All of lore.kernel.org
 help / color / mirror / Atom feed
From: Jan Kiszka <jan.kiszka@domain.hid>
To: Gilles Chanteperdrix <gilles.chanteperdrix@xenomai.org>
Cc: Xenomai core <Xenomai-core@domain.hid>
Subject: Re: [Xenomai-core] [Xenomai-git] Jan Kiszka : nucleus: Fix race between gatekeeper and	thread deletion
Date: Thu, 14 Jul 2011 22:57:00 +0200	[thread overview]
Message-ID: <4E1F581C.4050809@domain.hid> (raw)
In-Reply-To: <4E1DEE27.7030900@domain.hid>

[-- Attachment #1: Type: text/plain, Size: 4747 bytes --]

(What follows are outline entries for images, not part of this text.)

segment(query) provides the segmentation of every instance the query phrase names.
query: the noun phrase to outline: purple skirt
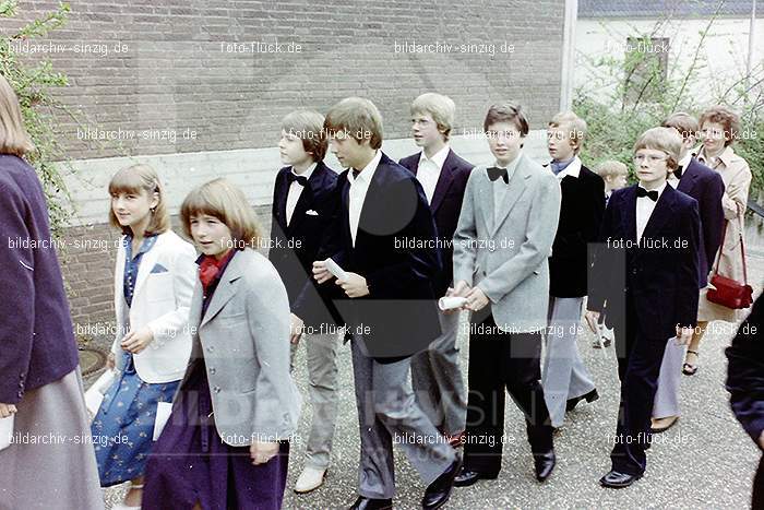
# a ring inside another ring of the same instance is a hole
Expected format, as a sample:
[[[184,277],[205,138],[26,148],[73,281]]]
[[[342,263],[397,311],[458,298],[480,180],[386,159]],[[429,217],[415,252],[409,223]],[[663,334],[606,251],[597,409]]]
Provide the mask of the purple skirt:
[[[211,414],[206,369],[198,363],[148,458],[142,508],[188,510],[196,502],[204,510],[282,508],[289,442],[267,463],[253,465],[248,447],[220,440]]]

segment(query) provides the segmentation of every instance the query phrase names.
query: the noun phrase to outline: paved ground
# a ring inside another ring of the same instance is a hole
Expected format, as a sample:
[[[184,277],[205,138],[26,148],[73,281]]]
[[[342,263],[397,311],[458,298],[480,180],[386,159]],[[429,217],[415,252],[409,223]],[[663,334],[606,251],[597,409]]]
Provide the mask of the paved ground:
[[[762,282],[764,257],[753,256],[750,269],[751,281]],[[682,377],[683,416],[671,430],[656,436],[664,443],[654,444],[648,452],[647,473],[634,486],[612,490],[601,488],[597,483],[610,466],[608,455],[612,443],[609,441],[612,441],[616,429],[619,383],[613,348],[605,353],[590,348],[594,337],[587,332],[580,339],[578,346],[601,398],[569,413],[564,429],[556,441],[558,465],[551,478],[540,485],[533,477],[521,413],[508,402],[508,444],[501,475],[497,481],[455,489],[444,508],[748,508],[759,451],[729,410],[728,393],[724,389],[727,361],[723,351],[732,330],[723,324],[714,323],[719,328],[704,339],[699,372],[693,377]],[[461,345],[465,345],[465,339],[461,340]],[[462,361],[466,370],[465,348]],[[358,425],[349,348],[341,351],[341,366],[342,402],[329,478],[322,488],[309,495],[298,496],[289,488],[284,508],[347,508],[356,498]],[[297,367],[296,379],[307,394],[305,349],[300,349]],[[307,434],[308,415],[309,408],[306,407],[298,436]],[[305,444],[301,442],[296,441],[290,456],[289,487],[302,467]],[[399,451],[396,452],[396,464],[398,494],[395,508],[420,508],[423,484]],[[121,498],[122,491],[121,487],[106,490],[109,505]]]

On 2011-07-13 21:12, Gilles Chanteperdrix wrote:
> On 07/13/2011 09:04 PM, Jan Kiszka wrote:
>> On 2011-07-13 20:39, Gilles Chanteperdrix wrote:
>>> On 07/12/2011 07:43 PM, Jan Kiszka wrote:
>>>> On 2011-07-12 19:38, Gilles Chanteperdrix wrote:
>>>>> On 07/12/2011 07:34 PM, Jan Kiszka wrote:
>>>>>> On 2011-07-12 19:31, Gilles Chanteperdrix wrote:
>>>>>>> On 07/12/2011 02:57 PM, Jan Kiszka wrote:
>>>>>>>>  			xnlock_put_irqrestore(&nklock, s);
>>>>>>>>  			xnpod_schedule();
>>>>>>>>  		}
>>>>>>>> @@ -1036,6 +1043,7 @@ redo:
>>>>>>>>  	 * to process this signal anyway.
>>>>>>>>  	 */
>>>>>>>>  	if (rthal_current_domain == rthal_root_domain) {
>>>>>>>> +		XENO_BUGON(NUCLEUS, xnthread_test_info(thread, XNATOMIC));
>>>>>>>
>>>>>>> Misleading dead code again, XNATOMIC is cleared not ten lines above.
>>>>>>
>>>>>> Nope, I forgot to remove that line.
>>>>>>
>>>>>>>
>>>>>>>>  		if (XENO_DEBUG(NUCLEUS) && (!signal_pending(this_task)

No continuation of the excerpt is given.